EVEN 18 months ago Tasmanians were waiting longer than most other people in the country for elective surgery.
This year's Australian Productivity Commission's report on government services, released yesterday, revealed that 28 per cent of Tasmania's category 1 patients - the most urgent ones - had an extended wait for surgery in 2010-11.
The report comes two days after the release of health analyst Martyn Goddard's 32-page report, which labels Tasmania as the "nation's least economically efficient public hospital system".

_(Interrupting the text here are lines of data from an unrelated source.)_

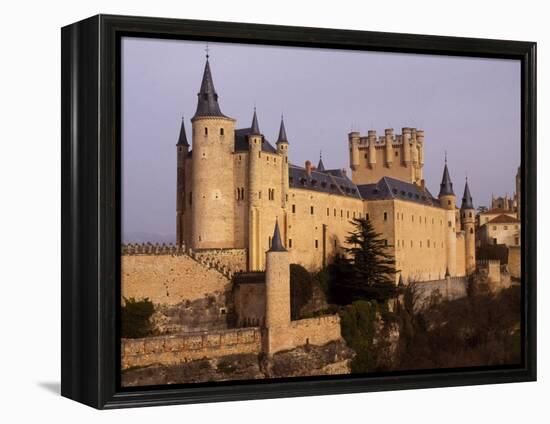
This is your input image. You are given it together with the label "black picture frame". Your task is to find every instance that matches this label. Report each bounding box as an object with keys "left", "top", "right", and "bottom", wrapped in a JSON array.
[{"left": 61, "top": 15, "right": 537, "bottom": 409}]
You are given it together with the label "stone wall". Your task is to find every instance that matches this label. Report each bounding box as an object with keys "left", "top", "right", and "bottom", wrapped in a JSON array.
[
  {"left": 121, "top": 254, "right": 230, "bottom": 305},
  {"left": 193, "top": 249, "right": 247, "bottom": 273},
  {"left": 121, "top": 327, "right": 262, "bottom": 370},
  {"left": 414, "top": 277, "right": 468, "bottom": 308},
  {"left": 508, "top": 246, "right": 521, "bottom": 278},
  {"left": 290, "top": 314, "right": 342, "bottom": 347}
]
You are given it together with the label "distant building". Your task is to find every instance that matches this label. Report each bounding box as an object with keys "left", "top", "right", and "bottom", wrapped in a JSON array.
[{"left": 176, "top": 55, "right": 476, "bottom": 284}]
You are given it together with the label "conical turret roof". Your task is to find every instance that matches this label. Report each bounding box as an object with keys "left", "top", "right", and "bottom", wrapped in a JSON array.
[
  {"left": 317, "top": 154, "right": 325, "bottom": 172},
  {"left": 269, "top": 220, "right": 286, "bottom": 252},
  {"left": 439, "top": 159, "right": 455, "bottom": 197},
  {"left": 460, "top": 179, "right": 474, "bottom": 209},
  {"left": 277, "top": 116, "right": 288, "bottom": 143},
  {"left": 193, "top": 57, "right": 225, "bottom": 118},
  {"left": 250, "top": 108, "right": 261, "bottom": 135}
]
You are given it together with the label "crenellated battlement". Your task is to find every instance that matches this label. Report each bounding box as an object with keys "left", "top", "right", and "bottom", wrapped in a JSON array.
[
  {"left": 348, "top": 127, "right": 424, "bottom": 185},
  {"left": 121, "top": 242, "right": 239, "bottom": 280}
]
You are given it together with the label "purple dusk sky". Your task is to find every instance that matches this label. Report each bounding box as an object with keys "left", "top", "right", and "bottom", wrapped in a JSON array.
[{"left": 122, "top": 38, "right": 521, "bottom": 241}]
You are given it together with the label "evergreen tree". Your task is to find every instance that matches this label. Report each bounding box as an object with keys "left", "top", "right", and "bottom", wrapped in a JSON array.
[{"left": 331, "top": 218, "right": 397, "bottom": 304}]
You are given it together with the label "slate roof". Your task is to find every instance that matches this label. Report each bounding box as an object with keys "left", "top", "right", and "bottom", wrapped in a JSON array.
[
  {"left": 193, "top": 59, "right": 226, "bottom": 118},
  {"left": 487, "top": 214, "right": 520, "bottom": 224},
  {"left": 460, "top": 180, "right": 474, "bottom": 209},
  {"left": 277, "top": 117, "right": 288, "bottom": 143},
  {"left": 358, "top": 177, "right": 439, "bottom": 206},
  {"left": 439, "top": 160, "right": 455, "bottom": 196},
  {"left": 269, "top": 221, "right": 286, "bottom": 252},
  {"left": 288, "top": 165, "right": 361, "bottom": 199},
  {"left": 235, "top": 128, "right": 277, "bottom": 153}
]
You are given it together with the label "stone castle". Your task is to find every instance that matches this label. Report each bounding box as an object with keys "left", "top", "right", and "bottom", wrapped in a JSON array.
[
  {"left": 121, "top": 57, "right": 476, "bottom": 373},
  {"left": 176, "top": 58, "right": 476, "bottom": 283}
]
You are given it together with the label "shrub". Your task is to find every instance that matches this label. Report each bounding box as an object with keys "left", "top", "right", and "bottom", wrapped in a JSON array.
[{"left": 290, "top": 264, "right": 313, "bottom": 319}]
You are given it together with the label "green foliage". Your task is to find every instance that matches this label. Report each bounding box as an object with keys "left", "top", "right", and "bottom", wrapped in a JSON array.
[
  {"left": 329, "top": 218, "right": 397, "bottom": 305},
  {"left": 395, "top": 282, "right": 521, "bottom": 370},
  {"left": 290, "top": 264, "right": 313, "bottom": 319},
  {"left": 121, "top": 297, "right": 155, "bottom": 339},
  {"left": 340, "top": 300, "right": 394, "bottom": 373}
]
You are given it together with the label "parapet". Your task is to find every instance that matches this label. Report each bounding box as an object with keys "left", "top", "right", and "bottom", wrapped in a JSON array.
[{"left": 349, "top": 127, "right": 424, "bottom": 147}]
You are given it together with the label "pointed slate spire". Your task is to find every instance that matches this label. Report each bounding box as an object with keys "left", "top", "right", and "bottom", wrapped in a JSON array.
[
  {"left": 317, "top": 152, "right": 325, "bottom": 172},
  {"left": 460, "top": 178, "right": 474, "bottom": 209},
  {"left": 277, "top": 115, "right": 288, "bottom": 143},
  {"left": 250, "top": 107, "right": 261, "bottom": 135},
  {"left": 193, "top": 55, "right": 225, "bottom": 118},
  {"left": 269, "top": 220, "right": 286, "bottom": 252},
  {"left": 177, "top": 118, "right": 193, "bottom": 147},
  {"left": 439, "top": 153, "right": 455, "bottom": 197}
]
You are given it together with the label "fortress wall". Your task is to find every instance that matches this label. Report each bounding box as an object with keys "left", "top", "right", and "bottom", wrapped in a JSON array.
[
  {"left": 122, "top": 327, "right": 261, "bottom": 370},
  {"left": 390, "top": 200, "right": 447, "bottom": 282},
  {"left": 121, "top": 255, "right": 230, "bottom": 305},
  {"left": 290, "top": 315, "right": 342, "bottom": 347},
  {"left": 415, "top": 277, "right": 468, "bottom": 307},
  {"left": 233, "top": 152, "right": 249, "bottom": 248},
  {"left": 456, "top": 232, "right": 466, "bottom": 277},
  {"left": 286, "top": 188, "right": 365, "bottom": 271},
  {"left": 193, "top": 249, "right": 246, "bottom": 272},
  {"left": 250, "top": 152, "right": 285, "bottom": 271},
  {"left": 233, "top": 282, "right": 265, "bottom": 327},
  {"left": 508, "top": 246, "right": 521, "bottom": 278}
]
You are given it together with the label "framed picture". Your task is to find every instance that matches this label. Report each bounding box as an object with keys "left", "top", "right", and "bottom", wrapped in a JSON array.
[{"left": 61, "top": 15, "right": 536, "bottom": 408}]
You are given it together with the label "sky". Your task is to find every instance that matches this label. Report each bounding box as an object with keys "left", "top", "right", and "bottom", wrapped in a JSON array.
[{"left": 122, "top": 37, "right": 521, "bottom": 242}]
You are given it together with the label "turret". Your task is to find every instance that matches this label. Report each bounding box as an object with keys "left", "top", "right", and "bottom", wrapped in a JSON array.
[
  {"left": 460, "top": 178, "right": 476, "bottom": 275},
  {"left": 401, "top": 128, "right": 411, "bottom": 166},
  {"left": 248, "top": 108, "right": 264, "bottom": 271},
  {"left": 367, "top": 130, "right": 376, "bottom": 169},
  {"left": 317, "top": 152, "right": 325, "bottom": 172},
  {"left": 276, "top": 116, "right": 288, "bottom": 208},
  {"left": 265, "top": 221, "right": 292, "bottom": 355},
  {"left": 180, "top": 118, "right": 193, "bottom": 247},
  {"left": 348, "top": 131, "right": 359, "bottom": 171},
  {"left": 191, "top": 56, "right": 235, "bottom": 249},
  {"left": 385, "top": 128, "right": 393, "bottom": 168},
  {"left": 438, "top": 155, "right": 456, "bottom": 276}
]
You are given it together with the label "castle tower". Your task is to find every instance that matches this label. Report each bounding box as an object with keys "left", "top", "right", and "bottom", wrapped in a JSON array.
[
  {"left": 348, "top": 127, "right": 424, "bottom": 185},
  {"left": 191, "top": 55, "right": 235, "bottom": 249},
  {"left": 317, "top": 152, "right": 325, "bottom": 172},
  {"left": 460, "top": 178, "right": 476, "bottom": 275},
  {"left": 276, "top": 116, "right": 288, "bottom": 208},
  {"left": 248, "top": 108, "right": 263, "bottom": 271},
  {"left": 438, "top": 155, "right": 456, "bottom": 276},
  {"left": 180, "top": 118, "right": 193, "bottom": 247},
  {"left": 348, "top": 131, "right": 359, "bottom": 171},
  {"left": 264, "top": 221, "right": 292, "bottom": 355}
]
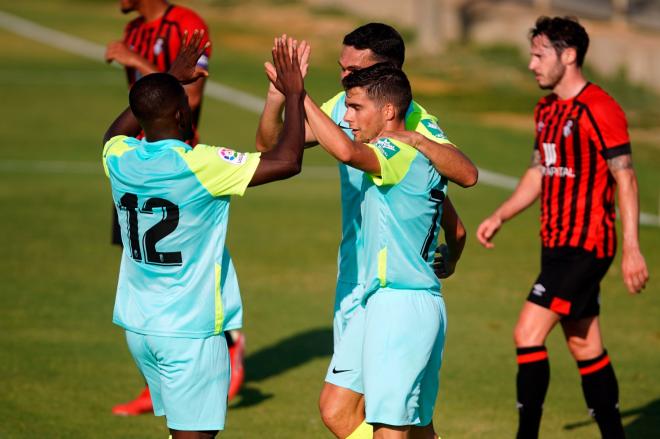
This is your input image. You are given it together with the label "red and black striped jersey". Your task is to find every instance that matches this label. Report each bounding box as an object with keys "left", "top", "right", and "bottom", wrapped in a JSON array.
[
  {"left": 534, "top": 83, "right": 631, "bottom": 258},
  {"left": 124, "top": 5, "right": 211, "bottom": 145}
]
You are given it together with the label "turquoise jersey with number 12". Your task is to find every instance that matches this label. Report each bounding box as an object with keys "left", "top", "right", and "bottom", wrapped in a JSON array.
[{"left": 103, "top": 136, "right": 260, "bottom": 338}]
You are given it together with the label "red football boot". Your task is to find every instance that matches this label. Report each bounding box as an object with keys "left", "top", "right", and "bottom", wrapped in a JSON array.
[
  {"left": 112, "top": 387, "right": 154, "bottom": 416},
  {"left": 228, "top": 331, "right": 245, "bottom": 400}
]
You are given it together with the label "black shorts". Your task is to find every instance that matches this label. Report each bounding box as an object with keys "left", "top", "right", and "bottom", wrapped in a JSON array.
[
  {"left": 110, "top": 207, "right": 122, "bottom": 245},
  {"left": 527, "top": 247, "right": 614, "bottom": 319}
]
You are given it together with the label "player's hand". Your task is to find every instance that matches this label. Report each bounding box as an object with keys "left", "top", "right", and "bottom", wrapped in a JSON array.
[
  {"left": 266, "top": 38, "right": 305, "bottom": 96},
  {"left": 264, "top": 34, "right": 312, "bottom": 96},
  {"left": 378, "top": 131, "right": 421, "bottom": 148},
  {"left": 105, "top": 41, "right": 139, "bottom": 67},
  {"left": 167, "top": 29, "right": 211, "bottom": 84},
  {"left": 477, "top": 215, "right": 502, "bottom": 248},
  {"left": 621, "top": 247, "right": 649, "bottom": 294},
  {"left": 431, "top": 244, "right": 456, "bottom": 279}
]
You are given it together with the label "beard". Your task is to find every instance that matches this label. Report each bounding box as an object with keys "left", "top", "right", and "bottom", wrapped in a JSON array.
[{"left": 538, "top": 62, "right": 566, "bottom": 90}]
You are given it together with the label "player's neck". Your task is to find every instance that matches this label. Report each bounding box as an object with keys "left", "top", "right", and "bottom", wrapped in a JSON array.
[
  {"left": 552, "top": 69, "right": 587, "bottom": 100},
  {"left": 138, "top": 0, "right": 169, "bottom": 22},
  {"left": 379, "top": 119, "right": 406, "bottom": 135}
]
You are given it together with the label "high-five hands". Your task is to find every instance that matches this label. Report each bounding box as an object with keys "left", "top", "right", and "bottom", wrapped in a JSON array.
[
  {"left": 266, "top": 36, "right": 309, "bottom": 96},
  {"left": 264, "top": 34, "right": 312, "bottom": 93},
  {"left": 167, "top": 29, "right": 211, "bottom": 84}
]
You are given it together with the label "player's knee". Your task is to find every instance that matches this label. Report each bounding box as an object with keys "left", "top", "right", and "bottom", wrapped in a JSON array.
[{"left": 566, "top": 337, "right": 603, "bottom": 360}]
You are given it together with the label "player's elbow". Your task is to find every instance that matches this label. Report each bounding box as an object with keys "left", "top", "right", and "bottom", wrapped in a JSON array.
[{"left": 455, "top": 165, "right": 479, "bottom": 188}]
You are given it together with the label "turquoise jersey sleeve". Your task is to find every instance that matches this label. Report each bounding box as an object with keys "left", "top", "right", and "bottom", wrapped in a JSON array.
[
  {"left": 367, "top": 138, "right": 417, "bottom": 186},
  {"left": 176, "top": 144, "right": 261, "bottom": 197},
  {"left": 321, "top": 91, "right": 346, "bottom": 118},
  {"left": 101, "top": 136, "right": 135, "bottom": 177}
]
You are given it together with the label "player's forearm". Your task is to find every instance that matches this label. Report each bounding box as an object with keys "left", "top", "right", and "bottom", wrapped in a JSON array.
[
  {"left": 255, "top": 90, "right": 285, "bottom": 152},
  {"left": 305, "top": 96, "right": 356, "bottom": 163},
  {"left": 183, "top": 78, "right": 206, "bottom": 112},
  {"left": 266, "top": 94, "right": 305, "bottom": 169},
  {"left": 493, "top": 167, "right": 543, "bottom": 222},
  {"left": 129, "top": 54, "right": 160, "bottom": 76},
  {"left": 614, "top": 169, "right": 639, "bottom": 252},
  {"left": 440, "top": 198, "right": 467, "bottom": 265},
  {"left": 414, "top": 134, "right": 479, "bottom": 187},
  {"left": 103, "top": 107, "right": 142, "bottom": 145}
]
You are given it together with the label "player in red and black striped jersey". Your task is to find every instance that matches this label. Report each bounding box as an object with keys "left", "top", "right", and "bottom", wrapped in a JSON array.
[
  {"left": 105, "top": 0, "right": 245, "bottom": 415},
  {"left": 105, "top": 0, "right": 211, "bottom": 146},
  {"left": 477, "top": 17, "right": 648, "bottom": 439}
]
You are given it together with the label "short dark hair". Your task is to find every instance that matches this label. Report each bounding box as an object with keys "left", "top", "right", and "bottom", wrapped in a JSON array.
[
  {"left": 128, "top": 73, "right": 186, "bottom": 123},
  {"left": 341, "top": 63, "right": 412, "bottom": 120},
  {"left": 343, "top": 23, "right": 406, "bottom": 69},
  {"left": 529, "top": 16, "right": 589, "bottom": 67}
]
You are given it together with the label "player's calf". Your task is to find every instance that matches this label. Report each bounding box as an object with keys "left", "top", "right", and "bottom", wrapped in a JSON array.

Nearly 40 per cent of Tasmanian category 2 elective surgery patients and 28 per cent of category 3 elective surgery patients also had an extended wait for their procedures.
Only ACT and the Northern Territory's figures were worse - and that was in only one of the three categories of patient need.
In the ACT 55.1 per cent of category 2 elective surgery patients had an extended wait and in the Northern Territory 41.2 per cent of category 2 patients waited what was considered an extended length of time.
Both states were well below the Tasmanian percentage numbers of people waiting long periods of time for both their category 1 and category3 patients.
Tasmanian Health Minister Michelle O'Byrne said that the state was doing well based on the productivity commission figures despite increasing demand.
But the 18-month-old figures compiled before the worst of the state's savage health budget cuts were introduced instead indicated that the state's elective surgery crisis would only have deepened.
Tasmania's three major public acute care hospitals all closed operating theatres as part of budget cost cuts introduced from December 2011.
Ms O'Byrne said that the productivity commission figures showed that the number of full-time nurses in Tasmania per 100,000 people was well above the national average.
Other figures mentioned in the report no longer provided an accurate picture of the state of Tasmanian public health because of their age and the often significant change in circumstances since government budget cuts were introduced.
Tasmania does remain one of only two jurisdictions in Australia which provides a free ambulance service to the general public.